Однако мне вскоре пришлось вспомнить, что со мною пакет Бутину. Но по дороге, я все же решил заехать на могилу матери.
О матери я помнил всегда. Ее судьба останется навечно в моей памяти, так что посещение могилы ее будет моим долгом навсегда. Даже в годы эмиграции, когда уезжали родные и близкие друзья, не последним, что решило мою судьбу, была могила матери. Я не мог поступить иначе. Родив меня, подорвала свое здоровье, так что крепкая от природы, она стала угасать год от года и, дождавшись из последних сил, моего поступления в гимназию, вскоре сошла в могилу.
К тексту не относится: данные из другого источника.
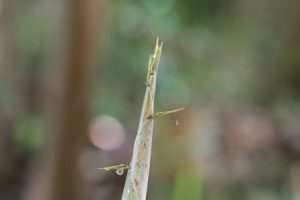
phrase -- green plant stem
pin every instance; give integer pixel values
(137, 177)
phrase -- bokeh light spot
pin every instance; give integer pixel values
(106, 133)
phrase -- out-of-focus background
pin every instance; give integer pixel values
(72, 83)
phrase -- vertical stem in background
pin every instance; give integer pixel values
(137, 177)
(71, 117)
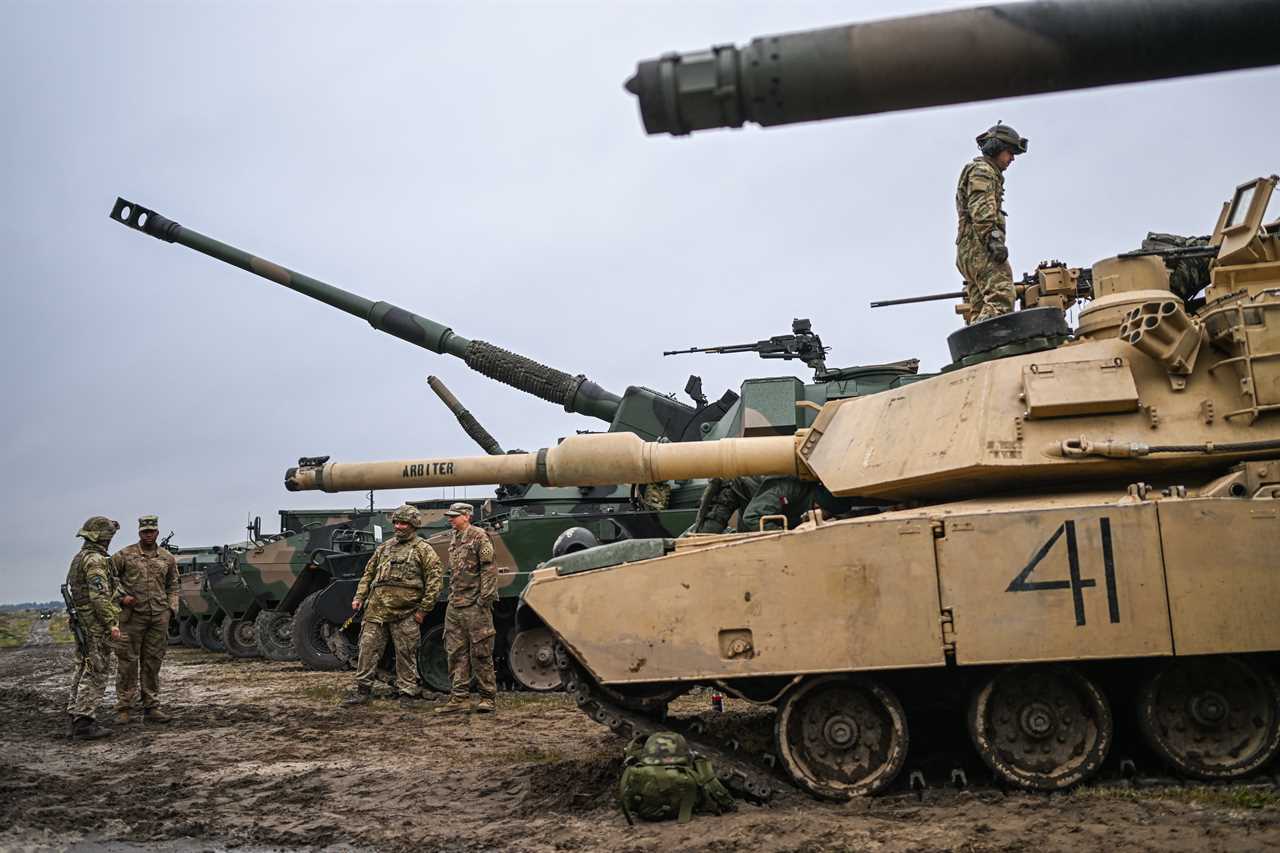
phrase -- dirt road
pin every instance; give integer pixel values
(261, 757)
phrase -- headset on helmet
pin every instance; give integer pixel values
(1000, 137)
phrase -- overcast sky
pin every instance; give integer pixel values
(479, 164)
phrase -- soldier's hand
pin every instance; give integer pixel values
(997, 249)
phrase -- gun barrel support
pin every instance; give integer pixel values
(575, 392)
(600, 459)
(951, 58)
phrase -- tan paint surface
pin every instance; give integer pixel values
(845, 596)
(1223, 568)
(982, 555)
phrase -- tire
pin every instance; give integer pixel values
(187, 632)
(274, 634)
(310, 638)
(209, 632)
(240, 638)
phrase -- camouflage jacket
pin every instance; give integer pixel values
(472, 576)
(92, 587)
(401, 578)
(151, 576)
(979, 200)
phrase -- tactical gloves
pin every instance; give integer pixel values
(996, 246)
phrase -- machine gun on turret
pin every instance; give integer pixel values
(803, 343)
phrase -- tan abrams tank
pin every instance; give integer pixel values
(1070, 537)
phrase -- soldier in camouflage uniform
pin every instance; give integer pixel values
(982, 255)
(398, 589)
(92, 589)
(469, 630)
(147, 582)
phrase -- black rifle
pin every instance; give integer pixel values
(73, 621)
(801, 343)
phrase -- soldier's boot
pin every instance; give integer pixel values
(87, 729)
(155, 715)
(455, 706)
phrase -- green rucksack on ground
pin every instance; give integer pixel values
(662, 779)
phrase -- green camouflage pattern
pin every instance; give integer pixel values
(981, 219)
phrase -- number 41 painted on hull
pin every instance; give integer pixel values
(1077, 584)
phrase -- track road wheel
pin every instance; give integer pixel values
(273, 629)
(533, 660)
(433, 664)
(1041, 728)
(209, 632)
(1211, 717)
(310, 635)
(187, 630)
(240, 638)
(841, 737)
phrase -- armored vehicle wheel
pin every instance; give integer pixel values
(240, 638)
(310, 635)
(433, 664)
(533, 660)
(274, 633)
(209, 632)
(841, 737)
(187, 632)
(1042, 728)
(1211, 717)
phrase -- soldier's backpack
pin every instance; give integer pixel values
(662, 779)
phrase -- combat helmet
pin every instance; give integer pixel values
(408, 514)
(99, 529)
(997, 137)
(664, 748)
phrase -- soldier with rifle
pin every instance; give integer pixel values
(95, 620)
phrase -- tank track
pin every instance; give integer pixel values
(735, 770)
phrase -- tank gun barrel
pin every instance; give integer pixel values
(951, 58)
(470, 425)
(600, 459)
(575, 392)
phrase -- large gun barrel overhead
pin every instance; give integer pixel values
(470, 425)
(575, 392)
(951, 58)
(600, 459)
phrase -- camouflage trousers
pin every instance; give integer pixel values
(92, 671)
(373, 642)
(988, 286)
(469, 637)
(141, 652)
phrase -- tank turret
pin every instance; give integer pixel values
(640, 410)
(951, 58)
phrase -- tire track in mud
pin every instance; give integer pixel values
(259, 755)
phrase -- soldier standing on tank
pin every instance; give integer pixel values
(147, 579)
(92, 589)
(398, 589)
(469, 633)
(982, 255)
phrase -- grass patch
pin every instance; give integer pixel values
(60, 629)
(1217, 796)
(14, 628)
(531, 756)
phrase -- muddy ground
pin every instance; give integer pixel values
(260, 757)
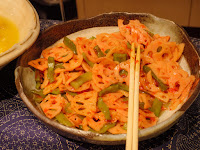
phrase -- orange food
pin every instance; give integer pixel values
(81, 105)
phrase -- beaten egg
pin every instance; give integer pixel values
(9, 34)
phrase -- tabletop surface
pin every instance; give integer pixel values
(20, 129)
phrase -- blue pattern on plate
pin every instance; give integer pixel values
(20, 129)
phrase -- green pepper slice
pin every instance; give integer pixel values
(103, 108)
(69, 43)
(106, 127)
(38, 92)
(162, 86)
(81, 79)
(37, 79)
(119, 57)
(50, 71)
(63, 120)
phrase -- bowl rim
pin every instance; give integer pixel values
(96, 138)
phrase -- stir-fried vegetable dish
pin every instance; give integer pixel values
(84, 83)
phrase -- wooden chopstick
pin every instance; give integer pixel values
(133, 104)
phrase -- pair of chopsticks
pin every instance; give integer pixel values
(133, 103)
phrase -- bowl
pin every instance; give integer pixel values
(57, 32)
(26, 19)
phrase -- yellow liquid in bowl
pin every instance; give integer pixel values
(9, 34)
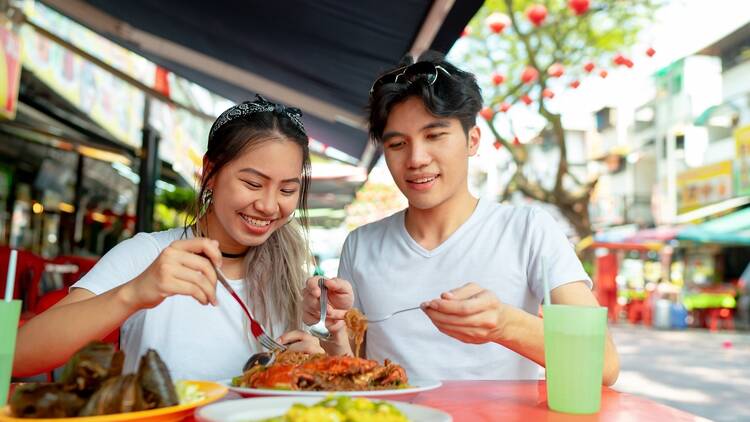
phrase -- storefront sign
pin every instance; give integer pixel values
(742, 161)
(10, 72)
(109, 101)
(704, 186)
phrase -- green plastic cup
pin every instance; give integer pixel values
(9, 314)
(574, 354)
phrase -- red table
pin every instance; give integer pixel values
(523, 401)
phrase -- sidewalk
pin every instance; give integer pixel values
(706, 374)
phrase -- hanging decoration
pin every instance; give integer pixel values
(579, 7)
(529, 75)
(556, 70)
(487, 113)
(536, 14)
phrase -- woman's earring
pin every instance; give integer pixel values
(206, 198)
(291, 217)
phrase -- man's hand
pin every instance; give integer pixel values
(469, 313)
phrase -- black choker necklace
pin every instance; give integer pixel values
(232, 255)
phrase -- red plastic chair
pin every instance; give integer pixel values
(29, 269)
(84, 264)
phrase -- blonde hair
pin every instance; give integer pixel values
(276, 270)
(275, 274)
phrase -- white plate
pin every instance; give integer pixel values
(248, 410)
(417, 386)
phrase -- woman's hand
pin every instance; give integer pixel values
(183, 268)
(469, 313)
(300, 341)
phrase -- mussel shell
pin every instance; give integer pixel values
(154, 378)
(117, 395)
(44, 400)
(90, 367)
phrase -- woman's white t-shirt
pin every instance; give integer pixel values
(498, 247)
(195, 341)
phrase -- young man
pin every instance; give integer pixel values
(475, 266)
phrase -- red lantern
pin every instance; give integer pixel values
(497, 78)
(536, 14)
(487, 113)
(556, 70)
(529, 75)
(579, 7)
(497, 22)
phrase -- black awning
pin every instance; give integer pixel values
(326, 50)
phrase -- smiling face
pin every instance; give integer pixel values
(255, 194)
(428, 156)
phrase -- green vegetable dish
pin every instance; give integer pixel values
(342, 409)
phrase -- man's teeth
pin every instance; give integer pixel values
(254, 222)
(424, 179)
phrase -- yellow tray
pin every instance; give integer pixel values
(212, 390)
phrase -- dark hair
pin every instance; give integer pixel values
(457, 95)
(248, 131)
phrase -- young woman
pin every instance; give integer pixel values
(161, 287)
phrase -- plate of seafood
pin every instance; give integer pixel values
(304, 374)
(92, 388)
(338, 408)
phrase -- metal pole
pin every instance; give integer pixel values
(148, 172)
(79, 211)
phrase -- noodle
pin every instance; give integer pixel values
(356, 323)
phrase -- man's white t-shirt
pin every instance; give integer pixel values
(195, 341)
(498, 247)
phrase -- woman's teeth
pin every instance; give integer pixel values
(255, 222)
(424, 179)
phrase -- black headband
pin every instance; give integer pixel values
(260, 105)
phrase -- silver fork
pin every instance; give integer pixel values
(319, 330)
(258, 331)
(372, 321)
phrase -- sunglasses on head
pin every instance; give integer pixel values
(408, 74)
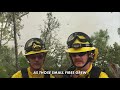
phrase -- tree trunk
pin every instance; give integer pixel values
(15, 40)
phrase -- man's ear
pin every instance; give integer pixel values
(28, 61)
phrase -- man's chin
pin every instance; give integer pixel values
(79, 64)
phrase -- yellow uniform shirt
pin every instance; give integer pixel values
(30, 74)
(102, 74)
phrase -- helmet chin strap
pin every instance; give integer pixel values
(89, 60)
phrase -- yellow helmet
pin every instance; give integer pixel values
(34, 45)
(80, 42)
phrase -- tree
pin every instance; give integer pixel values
(100, 40)
(10, 27)
(56, 55)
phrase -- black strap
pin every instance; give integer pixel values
(95, 72)
(25, 73)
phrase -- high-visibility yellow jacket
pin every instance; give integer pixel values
(30, 74)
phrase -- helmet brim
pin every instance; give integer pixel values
(35, 52)
(83, 49)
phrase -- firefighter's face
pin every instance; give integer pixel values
(79, 59)
(36, 60)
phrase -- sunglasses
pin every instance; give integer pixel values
(78, 54)
(34, 56)
(74, 36)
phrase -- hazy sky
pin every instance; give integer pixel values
(88, 22)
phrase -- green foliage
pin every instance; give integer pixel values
(107, 53)
(56, 57)
(23, 62)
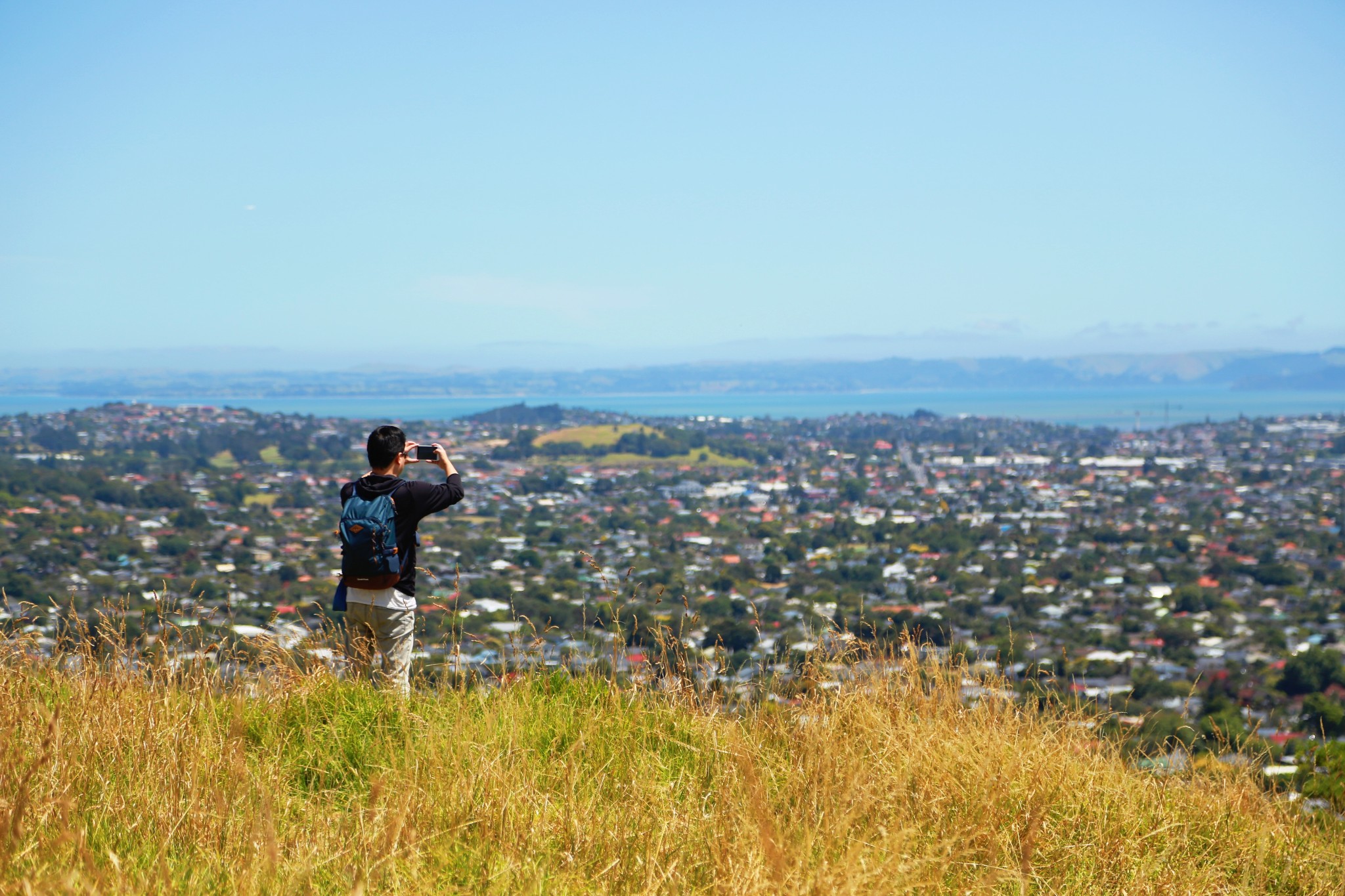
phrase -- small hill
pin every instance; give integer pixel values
(521, 416)
(594, 436)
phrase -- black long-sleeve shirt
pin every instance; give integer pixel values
(413, 501)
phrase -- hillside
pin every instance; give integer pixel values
(569, 786)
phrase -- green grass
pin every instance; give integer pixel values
(594, 436)
(572, 786)
(695, 457)
(223, 461)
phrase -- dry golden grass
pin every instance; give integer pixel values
(116, 782)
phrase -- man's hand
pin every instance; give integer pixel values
(440, 457)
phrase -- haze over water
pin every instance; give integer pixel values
(1084, 408)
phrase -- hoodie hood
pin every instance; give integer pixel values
(372, 485)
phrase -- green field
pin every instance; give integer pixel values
(223, 461)
(594, 436)
(693, 457)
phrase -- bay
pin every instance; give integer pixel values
(1114, 408)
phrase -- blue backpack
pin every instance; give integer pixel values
(368, 544)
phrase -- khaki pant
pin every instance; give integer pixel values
(391, 633)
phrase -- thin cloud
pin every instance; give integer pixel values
(508, 292)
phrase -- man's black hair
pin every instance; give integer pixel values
(385, 444)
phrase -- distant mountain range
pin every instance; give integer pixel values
(1222, 370)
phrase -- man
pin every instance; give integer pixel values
(386, 618)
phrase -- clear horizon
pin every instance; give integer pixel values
(659, 183)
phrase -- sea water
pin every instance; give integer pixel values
(1115, 408)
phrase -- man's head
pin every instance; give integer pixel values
(386, 450)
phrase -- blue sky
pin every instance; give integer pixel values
(577, 183)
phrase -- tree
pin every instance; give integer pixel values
(1324, 714)
(1312, 671)
(734, 636)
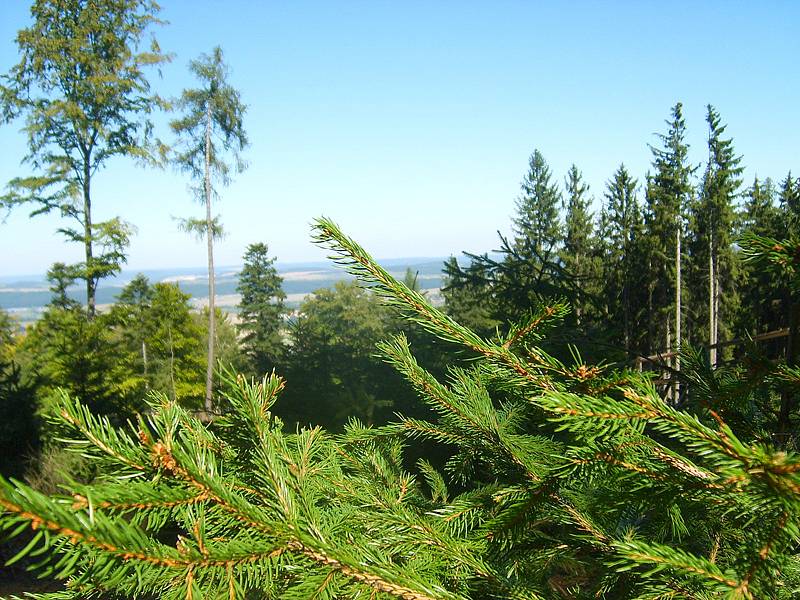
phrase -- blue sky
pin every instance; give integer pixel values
(410, 123)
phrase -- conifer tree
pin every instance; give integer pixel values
(577, 254)
(713, 221)
(261, 309)
(81, 86)
(210, 134)
(668, 194)
(564, 480)
(537, 225)
(622, 266)
(789, 197)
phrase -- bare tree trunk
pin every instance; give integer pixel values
(717, 296)
(677, 308)
(211, 287)
(712, 334)
(171, 363)
(87, 236)
(144, 365)
(670, 387)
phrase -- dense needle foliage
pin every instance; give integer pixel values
(563, 481)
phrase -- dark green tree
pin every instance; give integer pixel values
(334, 373)
(789, 198)
(81, 87)
(61, 278)
(177, 349)
(18, 426)
(210, 137)
(261, 310)
(711, 245)
(67, 350)
(538, 231)
(468, 295)
(622, 260)
(761, 295)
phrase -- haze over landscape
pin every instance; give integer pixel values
(393, 118)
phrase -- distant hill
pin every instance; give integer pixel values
(26, 296)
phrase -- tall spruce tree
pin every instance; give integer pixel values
(261, 309)
(81, 86)
(211, 137)
(789, 197)
(577, 254)
(623, 228)
(537, 226)
(711, 245)
(668, 194)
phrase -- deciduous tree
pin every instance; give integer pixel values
(81, 87)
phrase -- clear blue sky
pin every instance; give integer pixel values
(410, 123)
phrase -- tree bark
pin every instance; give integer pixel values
(211, 286)
(712, 334)
(87, 237)
(677, 309)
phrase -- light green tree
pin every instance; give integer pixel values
(81, 87)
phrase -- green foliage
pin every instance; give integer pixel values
(81, 86)
(261, 310)
(333, 369)
(563, 481)
(622, 260)
(579, 253)
(18, 426)
(169, 339)
(68, 350)
(668, 193)
(713, 264)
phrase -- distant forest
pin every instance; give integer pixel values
(606, 405)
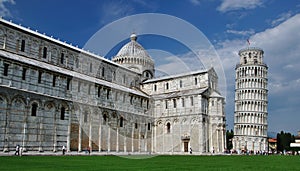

Оставив коня, я прошел на кладбище. Могилу нашел быстро по дереву черемухи, любимому дереву матери. Она любила из плодов ягоды делать пастилу, разбив ягоды в ступе. Начиняла пастилой любимые мною пироги. Сейчас черемуха цвела, наполняя ароматом все пространство около могилы. Дерево так разрослось, что ветви ее склонились к ее могиле. Я сломал ветку и положил матери в изголовье. Рядом могила деда. Теперь они, и мать, и дед, лежали рядом – кладбище их примирило. За утверждение старой веры мать вела нешуточную порою «борьбу» с дедом, так что, порою, атаман мирил их. И скольких проклятий я слышал от деда матери моей, раскольнице. Я помню смерть деда. Помню тот тусклый день. Солнце светило будто из мешка. Напротив дома через дорогу с колокольни церкви неслись жалостные звуки, становясь для меня все строже и гуще. В церкви гроб его стоял напротив царских врат. Я смотрел на трупный лик покойника с его заострившимся носом, с рыжими от табака усами, слипшиеся губы. Вот когда-то он был атаманом, а теперь приобщен навеки к отцам нашего казачьего рода, к нашим пращурам. Земля соединила и мать, и деда. Так мать перед смертью велела ее похоронить в одной с дедом могиле. Я не знаю, как бы я встретил смерть матери. Теперь с мучительной болью, глядя на могилу, могу представить, как опускали гроб ее братья в глубокую и холодную яму. Как полетели на опушенный гроб грубо и беспощадно комки тяжелой первородной земли. Я стоял тогда и не думал, что подобное будет когда-то и со мной…
Помню, в день похорон деда я возвращался рядом с матушкой. Прижимая платок к глазам, она шла убитая болью, будто сама себя похоронила или готовится это сделать вскорости. Она то и дело спотыкалась на ровном месте, так что я успевал подставить свое плечо. Чувствовалось уже тогда, как ей тяжело идти по этой земле, так она устала от своей болезни. Она, должно, знала, что срок ее на земле недолог, что он уже измерен и перемерен в который раз. С другой стороны ее придерживал наш священник Отец Георгий. «Помни, душа моя, отчаяние есть смертный грех, – слышал я мягкий голос попа. – Ты не одна, у тебя муж, дети, у тебя добрая казачья семья, уважаемая на станице. Дети твои умные… ты еще молода. Бог даст – у тебя все доброе впереди. А смерть – она что? Бог дал – Бог взял. Вот так и надо смотреть на жизнь, иначе и жить незачем».